According to Bill Hume, Dynisco HotRunners' (Gloucester, MA) vice president and business manager for Dynamic Feed}, by moving the control into each one of the nozzles, it's like having an injection molding machine at each gate. Each gate can then have a different and independent injection pressure, injection time, pack pressure and pack time. "If you have a cavity that fills slightly different, you can actually tweak that cavity without having any effect on the other cavities," Hume explains.
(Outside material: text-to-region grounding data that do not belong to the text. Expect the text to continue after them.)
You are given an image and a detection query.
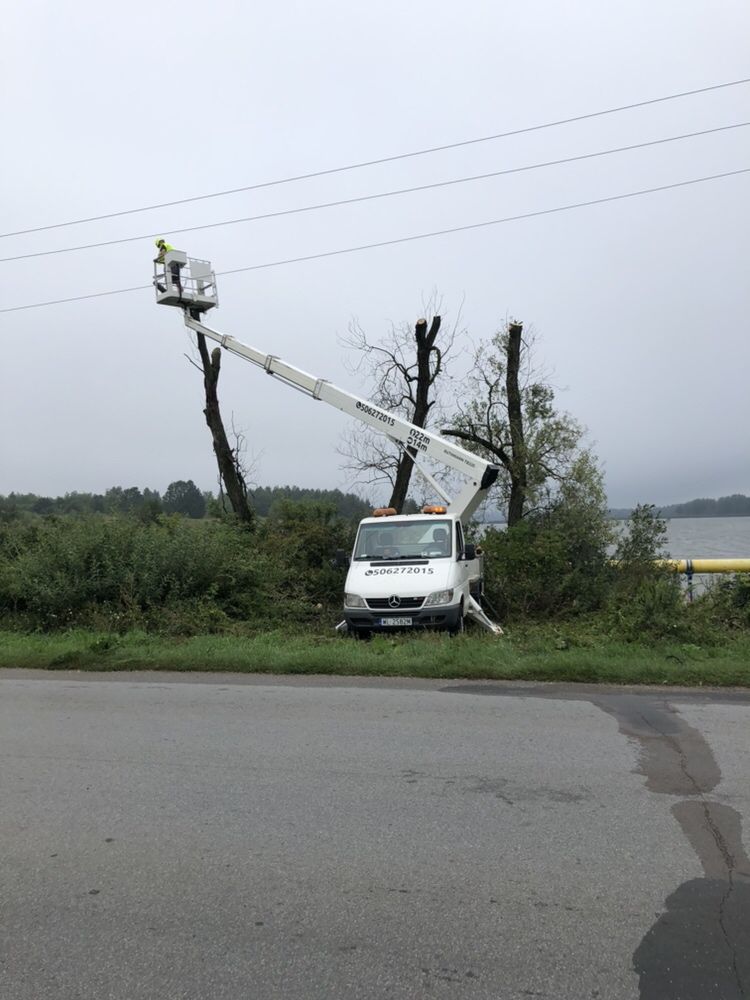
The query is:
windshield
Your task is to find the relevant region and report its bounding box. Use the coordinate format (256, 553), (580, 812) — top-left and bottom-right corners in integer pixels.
(353, 519), (452, 560)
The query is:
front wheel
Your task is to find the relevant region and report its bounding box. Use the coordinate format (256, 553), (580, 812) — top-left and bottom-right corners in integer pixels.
(449, 601), (465, 637)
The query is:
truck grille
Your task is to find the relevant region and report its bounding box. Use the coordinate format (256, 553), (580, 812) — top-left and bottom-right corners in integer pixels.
(367, 597), (425, 611)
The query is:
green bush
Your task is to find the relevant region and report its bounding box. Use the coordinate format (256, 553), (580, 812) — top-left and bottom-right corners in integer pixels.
(0, 515), (274, 630)
(700, 575), (750, 631)
(2, 498), (747, 643)
(607, 573), (697, 642)
(481, 455), (614, 620)
(606, 504), (689, 641)
(259, 500), (353, 617)
(0, 503), (355, 634)
(482, 517), (612, 619)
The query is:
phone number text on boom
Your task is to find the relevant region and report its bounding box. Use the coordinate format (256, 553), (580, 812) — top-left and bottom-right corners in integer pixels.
(356, 401), (396, 427)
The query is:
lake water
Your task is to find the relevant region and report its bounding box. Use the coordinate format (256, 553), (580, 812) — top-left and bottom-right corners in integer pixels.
(631, 517), (750, 594)
(653, 517), (750, 559)
(483, 517), (750, 557)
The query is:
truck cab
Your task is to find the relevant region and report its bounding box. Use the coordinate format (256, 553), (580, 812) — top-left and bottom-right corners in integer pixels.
(342, 508), (481, 637)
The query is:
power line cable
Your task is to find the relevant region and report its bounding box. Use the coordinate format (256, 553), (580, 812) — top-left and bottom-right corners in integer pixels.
(2, 77), (749, 240)
(2, 121), (747, 264)
(1, 166), (747, 315)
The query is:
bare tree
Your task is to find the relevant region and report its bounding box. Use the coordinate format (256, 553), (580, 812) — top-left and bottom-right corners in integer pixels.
(443, 320), (583, 526)
(340, 305), (459, 511)
(503, 321), (526, 526)
(212, 417), (262, 518)
(190, 324), (255, 528)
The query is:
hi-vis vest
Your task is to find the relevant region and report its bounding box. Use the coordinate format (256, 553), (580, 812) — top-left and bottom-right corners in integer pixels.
(156, 242), (175, 263)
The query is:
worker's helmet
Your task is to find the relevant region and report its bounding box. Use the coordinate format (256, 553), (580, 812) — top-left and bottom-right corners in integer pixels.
(155, 238), (166, 247)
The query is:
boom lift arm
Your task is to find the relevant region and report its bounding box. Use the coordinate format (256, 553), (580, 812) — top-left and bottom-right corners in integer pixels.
(184, 312), (499, 520)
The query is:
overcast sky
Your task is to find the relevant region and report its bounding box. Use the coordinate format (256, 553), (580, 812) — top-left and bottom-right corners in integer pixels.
(2, 0), (749, 507)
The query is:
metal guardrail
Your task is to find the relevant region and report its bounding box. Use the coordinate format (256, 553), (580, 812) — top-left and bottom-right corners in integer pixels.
(655, 558), (750, 602)
(658, 558), (750, 574)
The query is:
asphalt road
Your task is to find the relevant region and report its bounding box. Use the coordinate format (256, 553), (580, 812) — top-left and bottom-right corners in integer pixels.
(1, 671), (748, 1000)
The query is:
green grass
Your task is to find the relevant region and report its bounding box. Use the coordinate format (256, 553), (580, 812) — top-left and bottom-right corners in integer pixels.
(2, 627), (750, 687)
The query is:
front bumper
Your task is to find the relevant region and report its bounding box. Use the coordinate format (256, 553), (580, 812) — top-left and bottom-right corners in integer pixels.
(344, 603), (462, 633)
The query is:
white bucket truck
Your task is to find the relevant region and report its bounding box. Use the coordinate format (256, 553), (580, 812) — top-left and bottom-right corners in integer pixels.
(156, 254), (503, 636)
(341, 505), (497, 637)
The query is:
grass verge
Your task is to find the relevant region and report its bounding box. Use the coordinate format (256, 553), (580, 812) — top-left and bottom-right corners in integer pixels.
(1, 627), (749, 686)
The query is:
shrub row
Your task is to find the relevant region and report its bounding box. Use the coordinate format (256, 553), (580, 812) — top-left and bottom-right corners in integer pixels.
(0, 501), (353, 633)
(480, 503), (749, 643)
(0, 501), (747, 641)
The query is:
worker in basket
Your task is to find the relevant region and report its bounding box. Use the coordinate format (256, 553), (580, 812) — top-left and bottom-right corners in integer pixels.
(154, 238), (184, 299)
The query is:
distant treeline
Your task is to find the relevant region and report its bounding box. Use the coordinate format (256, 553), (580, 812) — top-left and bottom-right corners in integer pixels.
(0, 483), (372, 522)
(608, 493), (750, 520)
(250, 486), (371, 520)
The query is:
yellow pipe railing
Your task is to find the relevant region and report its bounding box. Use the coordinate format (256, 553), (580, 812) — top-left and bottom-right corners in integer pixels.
(657, 559), (750, 574)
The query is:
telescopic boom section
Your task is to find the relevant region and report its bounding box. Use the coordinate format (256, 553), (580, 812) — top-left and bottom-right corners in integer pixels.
(184, 314), (499, 520)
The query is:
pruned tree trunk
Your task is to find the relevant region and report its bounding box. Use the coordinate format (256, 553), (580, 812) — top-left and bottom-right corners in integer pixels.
(194, 323), (255, 528)
(442, 319), (527, 525)
(505, 321), (527, 526)
(388, 316), (441, 512)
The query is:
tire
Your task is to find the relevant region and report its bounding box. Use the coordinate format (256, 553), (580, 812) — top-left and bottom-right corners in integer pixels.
(449, 601), (465, 637)
(353, 629), (372, 641)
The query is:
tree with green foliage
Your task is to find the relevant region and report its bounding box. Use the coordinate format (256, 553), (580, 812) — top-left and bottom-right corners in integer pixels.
(163, 480), (206, 519)
(250, 485), (371, 521)
(444, 320), (584, 526)
(614, 503), (668, 565)
(32, 497), (55, 515)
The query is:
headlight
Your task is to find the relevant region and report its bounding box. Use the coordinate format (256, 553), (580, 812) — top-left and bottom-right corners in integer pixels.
(345, 593), (367, 608)
(423, 588), (454, 607)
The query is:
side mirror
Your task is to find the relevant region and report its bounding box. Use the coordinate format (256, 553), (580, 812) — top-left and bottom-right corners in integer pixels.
(334, 548), (350, 569)
(463, 543), (476, 561)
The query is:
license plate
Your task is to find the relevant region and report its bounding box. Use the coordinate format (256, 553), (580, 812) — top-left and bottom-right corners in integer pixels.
(380, 617), (413, 627)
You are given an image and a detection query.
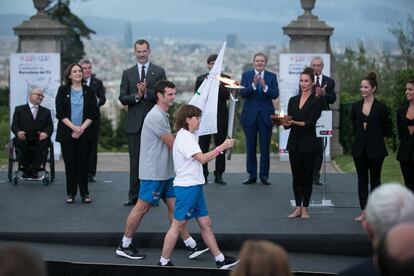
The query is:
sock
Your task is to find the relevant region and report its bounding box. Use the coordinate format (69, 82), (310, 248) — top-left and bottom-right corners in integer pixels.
(184, 236), (196, 249)
(122, 236), (132, 248)
(215, 253), (225, 262)
(160, 256), (170, 265)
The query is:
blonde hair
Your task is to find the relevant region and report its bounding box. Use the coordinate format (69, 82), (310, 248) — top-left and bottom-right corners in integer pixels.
(230, 240), (292, 276)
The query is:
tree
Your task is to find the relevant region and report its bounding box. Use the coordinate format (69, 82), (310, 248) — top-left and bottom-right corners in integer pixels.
(99, 114), (114, 151)
(46, 0), (95, 72)
(113, 108), (128, 151)
(389, 15), (414, 69)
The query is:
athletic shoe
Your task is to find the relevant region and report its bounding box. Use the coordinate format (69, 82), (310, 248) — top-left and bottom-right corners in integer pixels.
(216, 255), (239, 269)
(158, 261), (174, 266)
(115, 243), (146, 259)
(186, 243), (209, 259)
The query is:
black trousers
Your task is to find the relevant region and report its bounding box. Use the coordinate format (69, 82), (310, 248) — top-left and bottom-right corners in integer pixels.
(289, 150), (317, 207)
(88, 121), (100, 177)
(198, 123), (227, 178)
(61, 138), (91, 198)
(353, 152), (384, 210)
(400, 160), (414, 193)
(127, 131), (141, 200)
(15, 137), (50, 174)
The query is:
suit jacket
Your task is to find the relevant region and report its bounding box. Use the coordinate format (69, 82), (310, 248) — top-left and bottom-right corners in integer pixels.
(55, 84), (98, 143)
(119, 63), (166, 134)
(240, 69), (279, 127)
(87, 75), (106, 136)
(337, 258), (379, 276)
(311, 74), (336, 110)
(11, 104), (53, 140)
(286, 94), (323, 152)
(351, 99), (392, 159)
(396, 105), (414, 163)
(195, 73), (230, 127)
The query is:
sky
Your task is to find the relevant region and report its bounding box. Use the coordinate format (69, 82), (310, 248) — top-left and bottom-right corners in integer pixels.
(1, 0), (412, 42)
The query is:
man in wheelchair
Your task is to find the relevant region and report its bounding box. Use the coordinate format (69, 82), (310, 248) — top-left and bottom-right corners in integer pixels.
(11, 87), (53, 178)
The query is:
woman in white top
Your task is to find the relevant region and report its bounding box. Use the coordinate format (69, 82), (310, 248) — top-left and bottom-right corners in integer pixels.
(159, 104), (238, 269)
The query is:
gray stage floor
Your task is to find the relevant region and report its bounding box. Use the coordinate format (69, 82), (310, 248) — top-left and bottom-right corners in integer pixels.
(0, 171), (367, 274)
(0, 172), (363, 234)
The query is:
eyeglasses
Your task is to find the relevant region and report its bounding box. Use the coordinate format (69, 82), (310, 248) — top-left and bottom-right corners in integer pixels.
(32, 93), (44, 98)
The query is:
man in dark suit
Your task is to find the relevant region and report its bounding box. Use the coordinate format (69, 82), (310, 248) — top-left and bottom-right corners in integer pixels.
(240, 52), (279, 185)
(194, 54), (230, 184)
(11, 87), (53, 178)
(310, 56), (336, 186)
(80, 59), (106, 183)
(119, 39), (167, 206)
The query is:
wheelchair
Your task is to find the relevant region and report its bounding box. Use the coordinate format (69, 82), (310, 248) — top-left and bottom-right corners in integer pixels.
(8, 137), (55, 185)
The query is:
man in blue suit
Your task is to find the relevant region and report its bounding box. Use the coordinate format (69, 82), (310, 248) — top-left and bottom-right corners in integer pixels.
(240, 53), (279, 185)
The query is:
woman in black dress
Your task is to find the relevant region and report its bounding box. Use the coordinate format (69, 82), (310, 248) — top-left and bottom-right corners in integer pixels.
(351, 72), (392, 222)
(283, 67), (323, 219)
(396, 79), (414, 192)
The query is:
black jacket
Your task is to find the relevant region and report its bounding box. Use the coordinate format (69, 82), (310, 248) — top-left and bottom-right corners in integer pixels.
(55, 84), (98, 143)
(286, 94), (323, 152)
(11, 104), (53, 140)
(351, 99), (392, 159)
(396, 105), (414, 162)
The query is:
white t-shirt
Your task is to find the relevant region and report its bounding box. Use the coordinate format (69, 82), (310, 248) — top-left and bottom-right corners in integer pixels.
(173, 128), (205, 187)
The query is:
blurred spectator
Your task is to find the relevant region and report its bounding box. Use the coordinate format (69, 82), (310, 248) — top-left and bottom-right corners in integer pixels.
(0, 245), (46, 276)
(230, 240), (292, 276)
(338, 183), (414, 276)
(377, 223), (414, 276)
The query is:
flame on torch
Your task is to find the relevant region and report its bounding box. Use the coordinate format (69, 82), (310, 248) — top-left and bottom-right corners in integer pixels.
(217, 76), (239, 87)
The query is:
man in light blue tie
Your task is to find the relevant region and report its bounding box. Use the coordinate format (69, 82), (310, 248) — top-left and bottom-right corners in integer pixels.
(240, 53), (279, 185)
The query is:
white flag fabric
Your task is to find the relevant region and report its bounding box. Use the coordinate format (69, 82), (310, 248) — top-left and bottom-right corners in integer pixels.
(189, 42), (226, 136)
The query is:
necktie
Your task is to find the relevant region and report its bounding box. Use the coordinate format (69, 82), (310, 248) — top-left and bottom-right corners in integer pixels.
(257, 72), (262, 95)
(32, 105), (38, 119)
(140, 65), (146, 82)
(316, 75), (321, 87)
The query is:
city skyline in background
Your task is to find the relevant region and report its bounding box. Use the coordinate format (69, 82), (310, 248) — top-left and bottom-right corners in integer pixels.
(0, 0), (412, 45)
(1, 0), (412, 129)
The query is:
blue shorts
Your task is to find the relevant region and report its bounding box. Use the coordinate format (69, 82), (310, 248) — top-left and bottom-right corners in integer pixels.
(139, 178), (175, 206)
(174, 185), (208, 220)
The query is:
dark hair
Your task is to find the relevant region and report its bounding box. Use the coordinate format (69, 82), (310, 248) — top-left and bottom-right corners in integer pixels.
(362, 72), (378, 91)
(155, 80), (176, 100)
(134, 39), (150, 50)
(253, 52), (268, 62)
(0, 246), (46, 276)
(377, 234), (414, 276)
(64, 63), (83, 85)
(207, 54), (218, 64)
(406, 79), (414, 85)
(175, 104), (202, 130)
(300, 67), (315, 83)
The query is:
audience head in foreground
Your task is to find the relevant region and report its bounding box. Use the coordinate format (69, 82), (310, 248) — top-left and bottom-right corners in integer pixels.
(230, 240), (292, 276)
(363, 183), (414, 248)
(0, 245), (46, 276)
(377, 223), (414, 276)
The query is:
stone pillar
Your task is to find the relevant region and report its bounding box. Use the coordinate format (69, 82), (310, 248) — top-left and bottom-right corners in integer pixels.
(282, 0), (343, 156)
(13, 0), (66, 53)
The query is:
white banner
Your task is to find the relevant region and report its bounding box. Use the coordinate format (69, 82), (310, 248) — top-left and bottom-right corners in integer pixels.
(278, 53), (331, 161)
(9, 53), (61, 159)
(316, 111), (333, 137)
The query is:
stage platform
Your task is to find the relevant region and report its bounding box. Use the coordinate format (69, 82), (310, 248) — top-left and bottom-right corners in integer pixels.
(0, 169), (370, 275)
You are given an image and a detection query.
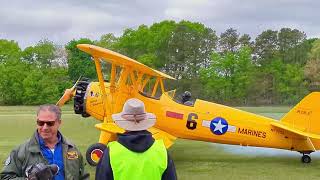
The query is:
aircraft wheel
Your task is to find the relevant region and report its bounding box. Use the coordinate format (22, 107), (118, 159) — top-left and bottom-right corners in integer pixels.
(301, 154), (311, 163)
(86, 143), (106, 166)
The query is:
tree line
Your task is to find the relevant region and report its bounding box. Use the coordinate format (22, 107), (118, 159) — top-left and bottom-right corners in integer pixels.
(0, 20), (319, 106)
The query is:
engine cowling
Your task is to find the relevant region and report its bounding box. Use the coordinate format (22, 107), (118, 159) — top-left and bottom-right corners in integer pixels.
(74, 79), (90, 117)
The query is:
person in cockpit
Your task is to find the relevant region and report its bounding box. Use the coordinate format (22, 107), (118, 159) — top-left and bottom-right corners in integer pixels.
(181, 91), (193, 106)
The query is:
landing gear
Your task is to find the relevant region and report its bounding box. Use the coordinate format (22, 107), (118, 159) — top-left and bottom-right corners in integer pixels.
(301, 154), (311, 163)
(86, 143), (106, 166)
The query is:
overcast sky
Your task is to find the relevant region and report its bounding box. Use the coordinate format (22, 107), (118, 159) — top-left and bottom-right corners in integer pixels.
(0, 0), (319, 48)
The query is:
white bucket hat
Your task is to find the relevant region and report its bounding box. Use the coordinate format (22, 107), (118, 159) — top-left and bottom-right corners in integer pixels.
(112, 98), (156, 131)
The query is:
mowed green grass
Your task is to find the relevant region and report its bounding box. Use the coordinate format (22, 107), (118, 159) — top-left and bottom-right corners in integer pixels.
(1, 105), (320, 180)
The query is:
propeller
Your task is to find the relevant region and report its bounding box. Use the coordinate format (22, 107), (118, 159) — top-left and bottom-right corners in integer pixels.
(56, 77), (81, 107)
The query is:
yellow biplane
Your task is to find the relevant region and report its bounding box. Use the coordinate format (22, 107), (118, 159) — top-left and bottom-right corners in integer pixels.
(57, 44), (320, 165)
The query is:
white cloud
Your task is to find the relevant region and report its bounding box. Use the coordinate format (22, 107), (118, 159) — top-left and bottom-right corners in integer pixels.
(0, 0), (319, 48)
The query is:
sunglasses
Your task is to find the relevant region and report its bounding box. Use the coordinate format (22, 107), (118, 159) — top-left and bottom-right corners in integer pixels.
(36, 120), (56, 127)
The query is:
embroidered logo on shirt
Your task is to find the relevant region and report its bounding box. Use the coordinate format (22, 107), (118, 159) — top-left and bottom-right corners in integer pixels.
(66, 151), (78, 159)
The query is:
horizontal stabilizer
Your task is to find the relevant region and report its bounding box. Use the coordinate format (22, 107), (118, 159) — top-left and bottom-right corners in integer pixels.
(271, 122), (320, 139)
(148, 127), (177, 148)
(95, 122), (125, 134)
(95, 122), (177, 148)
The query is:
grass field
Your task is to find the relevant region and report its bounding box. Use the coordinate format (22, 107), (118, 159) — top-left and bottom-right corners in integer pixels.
(1, 105), (320, 180)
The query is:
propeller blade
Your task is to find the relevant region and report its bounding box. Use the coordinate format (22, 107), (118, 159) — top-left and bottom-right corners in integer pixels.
(56, 88), (75, 107)
(56, 77), (81, 107)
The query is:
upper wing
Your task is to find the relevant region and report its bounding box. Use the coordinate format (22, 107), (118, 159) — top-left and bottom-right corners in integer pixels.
(77, 44), (175, 80)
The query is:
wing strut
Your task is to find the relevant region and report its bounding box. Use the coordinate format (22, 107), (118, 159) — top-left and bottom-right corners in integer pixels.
(93, 57), (109, 121)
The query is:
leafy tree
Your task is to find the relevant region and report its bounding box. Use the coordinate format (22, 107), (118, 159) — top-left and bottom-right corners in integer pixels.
(22, 68), (46, 105)
(44, 68), (72, 95)
(255, 58), (284, 104)
(0, 40), (31, 105)
(96, 33), (118, 50)
(309, 39), (320, 59)
(166, 21), (217, 78)
(0, 39), (21, 63)
(278, 64), (307, 104)
(22, 67), (71, 105)
(164, 21), (217, 98)
(137, 53), (157, 67)
(0, 60), (29, 105)
(0, 23), (316, 106)
(239, 34), (253, 50)
(278, 28), (306, 63)
(304, 39), (320, 91)
(115, 20), (217, 98)
(116, 25), (152, 59)
(22, 39), (55, 68)
(65, 38), (97, 81)
(251, 58), (307, 105)
(147, 20), (178, 68)
(200, 46), (254, 104)
(116, 20), (217, 74)
(0, 39), (72, 105)
(254, 30), (279, 65)
(115, 21), (177, 69)
(286, 38), (315, 65)
(218, 28), (239, 53)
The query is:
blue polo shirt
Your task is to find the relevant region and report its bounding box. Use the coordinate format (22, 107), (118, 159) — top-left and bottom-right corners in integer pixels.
(38, 132), (65, 180)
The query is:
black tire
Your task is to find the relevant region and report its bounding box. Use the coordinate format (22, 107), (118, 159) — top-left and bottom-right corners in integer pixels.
(301, 154), (311, 163)
(86, 143), (106, 166)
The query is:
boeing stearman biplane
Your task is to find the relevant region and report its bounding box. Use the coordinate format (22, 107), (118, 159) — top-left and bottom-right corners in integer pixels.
(57, 44), (320, 166)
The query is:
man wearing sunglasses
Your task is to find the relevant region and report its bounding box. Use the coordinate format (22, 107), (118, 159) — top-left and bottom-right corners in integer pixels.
(1, 104), (89, 180)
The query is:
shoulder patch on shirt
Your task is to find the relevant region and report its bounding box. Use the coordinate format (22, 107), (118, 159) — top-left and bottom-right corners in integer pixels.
(4, 156), (10, 166)
(67, 151), (78, 159)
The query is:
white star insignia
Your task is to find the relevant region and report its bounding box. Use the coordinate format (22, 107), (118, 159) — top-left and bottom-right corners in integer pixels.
(212, 120), (227, 133)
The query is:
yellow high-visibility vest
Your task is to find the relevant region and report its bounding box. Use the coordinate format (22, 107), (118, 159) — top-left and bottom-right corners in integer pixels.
(108, 140), (167, 180)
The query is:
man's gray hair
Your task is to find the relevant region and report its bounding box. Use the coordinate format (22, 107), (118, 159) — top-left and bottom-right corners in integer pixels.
(37, 104), (62, 120)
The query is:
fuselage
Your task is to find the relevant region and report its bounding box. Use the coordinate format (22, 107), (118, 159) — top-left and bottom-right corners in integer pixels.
(139, 92), (298, 151)
(83, 82), (311, 152)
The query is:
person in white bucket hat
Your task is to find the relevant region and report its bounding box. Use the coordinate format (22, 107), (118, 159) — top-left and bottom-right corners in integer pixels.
(96, 98), (177, 180)
(112, 98), (157, 131)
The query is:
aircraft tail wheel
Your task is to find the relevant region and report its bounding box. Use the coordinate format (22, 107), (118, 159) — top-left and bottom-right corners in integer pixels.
(86, 143), (106, 166)
(301, 154), (311, 163)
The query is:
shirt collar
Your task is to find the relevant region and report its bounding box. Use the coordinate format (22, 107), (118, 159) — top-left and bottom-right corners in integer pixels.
(37, 131), (62, 148)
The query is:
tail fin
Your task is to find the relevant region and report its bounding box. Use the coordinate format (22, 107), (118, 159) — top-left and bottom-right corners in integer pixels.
(280, 92), (320, 135)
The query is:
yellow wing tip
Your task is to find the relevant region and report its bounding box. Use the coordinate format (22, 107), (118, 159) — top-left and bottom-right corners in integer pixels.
(77, 44), (94, 54)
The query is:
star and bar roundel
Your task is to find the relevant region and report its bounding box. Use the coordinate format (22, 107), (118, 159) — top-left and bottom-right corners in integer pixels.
(210, 117), (228, 135)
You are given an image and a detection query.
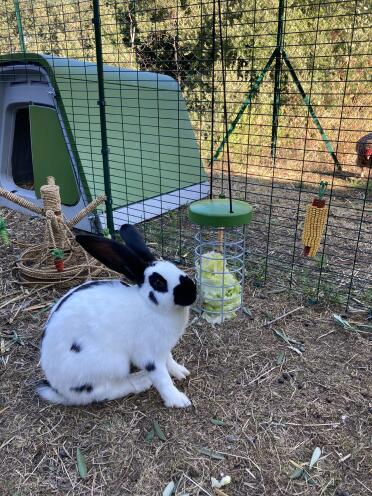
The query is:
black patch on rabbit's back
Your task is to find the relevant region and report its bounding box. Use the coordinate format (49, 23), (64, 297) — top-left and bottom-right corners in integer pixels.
(145, 362), (156, 372)
(149, 272), (168, 293)
(70, 342), (81, 353)
(70, 384), (93, 393)
(173, 275), (197, 306)
(149, 291), (158, 305)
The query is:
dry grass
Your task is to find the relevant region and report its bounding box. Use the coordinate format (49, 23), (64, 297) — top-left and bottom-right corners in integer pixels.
(1, 208), (372, 495)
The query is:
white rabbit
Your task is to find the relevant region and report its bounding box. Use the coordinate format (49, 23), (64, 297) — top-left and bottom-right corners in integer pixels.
(37, 224), (196, 408)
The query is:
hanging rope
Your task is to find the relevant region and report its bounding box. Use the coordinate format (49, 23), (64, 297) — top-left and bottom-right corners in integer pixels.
(216, 0), (233, 213)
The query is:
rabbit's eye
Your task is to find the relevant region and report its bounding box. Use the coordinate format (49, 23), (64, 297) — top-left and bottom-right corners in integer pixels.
(149, 272), (168, 293)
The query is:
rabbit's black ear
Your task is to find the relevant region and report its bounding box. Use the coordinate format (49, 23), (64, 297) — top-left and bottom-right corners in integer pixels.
(119, 224), (155, 263)
(76, 234), (147, 284)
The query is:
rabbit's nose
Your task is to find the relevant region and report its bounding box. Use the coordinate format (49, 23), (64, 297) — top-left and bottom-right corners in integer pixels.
(173, 275), (197, 306)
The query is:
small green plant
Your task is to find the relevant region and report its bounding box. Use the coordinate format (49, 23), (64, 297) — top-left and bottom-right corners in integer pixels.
(348, 176), (372, 191)
(0, 217), (10, 246)
(348, 177), (365, 189)
(246, 260), (267, 287)
(102, 228), (111, 238)
(167, 208), (179, 228)
(319, 281), (346, 305)
(294, 266), (345, 305)
(296, 267), (317, 298)
(314, 253), (328, 270)
(362, 287), (372, 306)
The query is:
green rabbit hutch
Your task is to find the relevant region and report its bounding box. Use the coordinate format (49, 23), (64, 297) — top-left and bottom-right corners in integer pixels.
(0, 53), (208, 231)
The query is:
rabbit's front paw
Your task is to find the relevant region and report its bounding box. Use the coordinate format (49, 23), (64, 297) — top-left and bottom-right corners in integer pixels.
(164, 389), (191, 408)
(168, 361), (190, 380)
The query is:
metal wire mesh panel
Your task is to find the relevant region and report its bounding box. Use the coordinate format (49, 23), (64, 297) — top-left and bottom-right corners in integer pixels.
(0, 0), (370, 307)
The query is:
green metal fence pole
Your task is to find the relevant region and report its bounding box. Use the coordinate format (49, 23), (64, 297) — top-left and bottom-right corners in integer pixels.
(283, 51), (341, 171)
(271, 0), (285, 162)
(212, 50), (276, 163)
(92, 0), (115, 235)
(13, 0), (26, 53)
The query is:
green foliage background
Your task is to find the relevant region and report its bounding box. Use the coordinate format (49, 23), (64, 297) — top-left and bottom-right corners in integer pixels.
(0, 0), (370, 173)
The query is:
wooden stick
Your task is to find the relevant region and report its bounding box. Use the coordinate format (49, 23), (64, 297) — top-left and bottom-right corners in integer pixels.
(183, 474), (213, 496)
(262, 306), (304, 327)
(217, 228), (224, 252)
By using this technology, the injection and packing pressure profiles are independently controlled. Each nozzle of the hot runner has a flow control pin operated by a flow control valve. The flow control pin's position within the nozzles of the hot runner affects the flow rate, so pressure is measured in each nozzle downstream of the flow control pin and just prior to the melt entering each cavity's gate. A PID controller is used to control the pin position based on injection and pack profiles that are determined for each nozzle. Therefore, each flow control pin operates independently so that the plastic flow can be controlled through each gate of the hot runner.